Our paper, “Steered Mixture-of-Experts for Light Field Images and Video: Representation and Coding”, has been accepted in IEEE Transactions on Multimedia

Key observations

Introduction of a novel representation method for any-dimensional image data embedded in a strong Bayesian framework
Multiple short conference papers have been presented on the subject, but no full paper was yet published. Extra novelties are: coding experiments on light field images, novel light field experiments, including subjective tests and novel experiments on light field video
Instead of pixels, the smallest image-“atom” is the so-called kernel. A kernel simultaneously defines a multi-dimensional region in the image to represent and defines a function (here: a gradient) to use as the representation.
The model allows for superior coding performance in low- to mid-level bitrates especially when the dimensionality increases, for example in 5-D light field video.
Nevertheless, the method is mainly interesting for the functionality that it provides, i.e. functionality that will be required for virtual reality applications based on camera-captured data:
- Full zero-delay random access
- Light-weight pixel-parallel view reconstruction
- Intrinsic view interpolation and super-resolution

Abstract

Research in light field (LF) processing has heavily increased over the last decade. This is largely driven by the desire to achieve the same level of immersion and navigational freedom for camera-captured scenes as it is currently available for CGI content. Standardization organizations such as MPEG and JPEG continue to follow conventional coding paradigms in which viewpoints are discretely represented on 2-D regular grids. These grids are then further decorrelated through hybrid DPCM/transform techniques. However, we argue these 2-D regular grids are less suited for high-dimensional data, such as light fields.

Example of a SMoE model for a grayscale 2-D image. Kernels operate in the joint coordinate and color space (d). Each kernel defines a region of the image to represent and simultaneously defines a grayscale gradient. Note how the model creates a continuous representation from the discrete pixel data.

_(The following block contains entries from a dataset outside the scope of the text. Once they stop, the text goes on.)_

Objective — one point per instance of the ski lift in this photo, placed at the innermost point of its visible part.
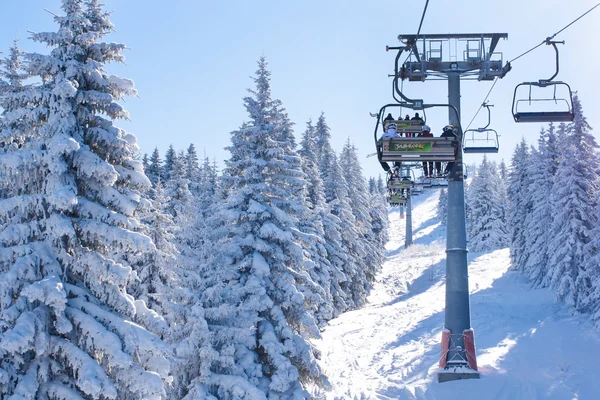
(557, 108)
(481, 140)
(397, 200)
(412, 148)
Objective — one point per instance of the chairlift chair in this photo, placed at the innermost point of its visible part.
(481, 140)
(544, 108)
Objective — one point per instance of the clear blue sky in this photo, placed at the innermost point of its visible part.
(191, 61)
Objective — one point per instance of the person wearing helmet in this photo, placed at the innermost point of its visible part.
(390, 133)
(448, 131)
(427, 166)
(387, 121)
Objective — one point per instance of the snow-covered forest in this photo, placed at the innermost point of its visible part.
(126, 277)
(130, 274)
(545, 207)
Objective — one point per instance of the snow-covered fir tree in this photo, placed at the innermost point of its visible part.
(312, 224)
(518, 206)
(358, 194)
(154, 170)
(487, 230)
(323, 141)
(356, 285)
(256, 306)
(541, 169)
(442, 210)
(167, 167)
(575, 183)
(70, 240)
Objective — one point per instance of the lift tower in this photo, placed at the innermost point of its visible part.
(452, 56)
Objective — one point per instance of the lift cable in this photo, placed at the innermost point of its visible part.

In the paper, we propose a novel coding framework for higher-dimensional image modalities, called Steered Mixture-of-Experts (SMoE). Coherent areas in the higher-dimensional space are represented by single higher-dimensional entities, called kernels. These kernels hold spatially localized information about light rays at any angle arriving at a certain region. The global model consists thus of a set of kernels which define a continuous approximation of the underlying plenoptic function. This paper introduces the theory of SMoE and illustrate its application for 2-D images, 4-D LF images, and 5-D LF video. We also propose an efficient coding strategy to convert the model parameters into a bitstream.

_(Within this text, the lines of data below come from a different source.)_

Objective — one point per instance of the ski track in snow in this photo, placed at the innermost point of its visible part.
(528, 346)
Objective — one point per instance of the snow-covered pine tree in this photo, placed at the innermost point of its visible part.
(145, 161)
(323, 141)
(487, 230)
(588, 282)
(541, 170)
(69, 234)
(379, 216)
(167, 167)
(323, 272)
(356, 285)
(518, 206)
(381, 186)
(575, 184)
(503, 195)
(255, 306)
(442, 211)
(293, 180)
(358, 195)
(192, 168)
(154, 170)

Example of a SMoE model, reconstruction and segmentation of a light field. Notice how single kernels have a spread along all coordinate dimensions, i.e. in the 4-D space. For light field video, the time dimension can be easily added on as SMoE is scalable in dimensionality, a very unique feature.

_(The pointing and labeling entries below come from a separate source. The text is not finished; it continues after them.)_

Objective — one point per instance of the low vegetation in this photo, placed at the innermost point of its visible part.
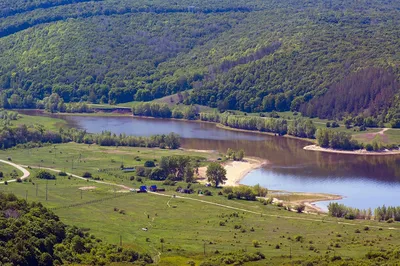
(33, 235)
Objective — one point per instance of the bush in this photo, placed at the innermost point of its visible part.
(207, 192)
(87, 175)
(168, 182)
(369, 147)
(300, 208)
(334, 124)
(140, 171)
(45, 175)
(149, 164)
(299, 238)
(256, 243)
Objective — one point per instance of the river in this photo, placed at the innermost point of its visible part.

Even without provisions for high-frequency information, the proposed method performs comparable to the state of the art for low-to-mid range bitrates with respect to subjective visual quality of 4-D LF images. In case of 5-D LF video, we observe superior decorrelation and coding performance with coding gains of a factor of 4x in bitrate for the same quality.

At least equally important is the fact that our method inherently has desired functionality for light field rendering which is lacking in other state-of-the-art techniques: (1) full zero-delay random access, (2) light-weight pixel-parallel view reconstruction, and (3) intrinsic view interpolation and super-resolution.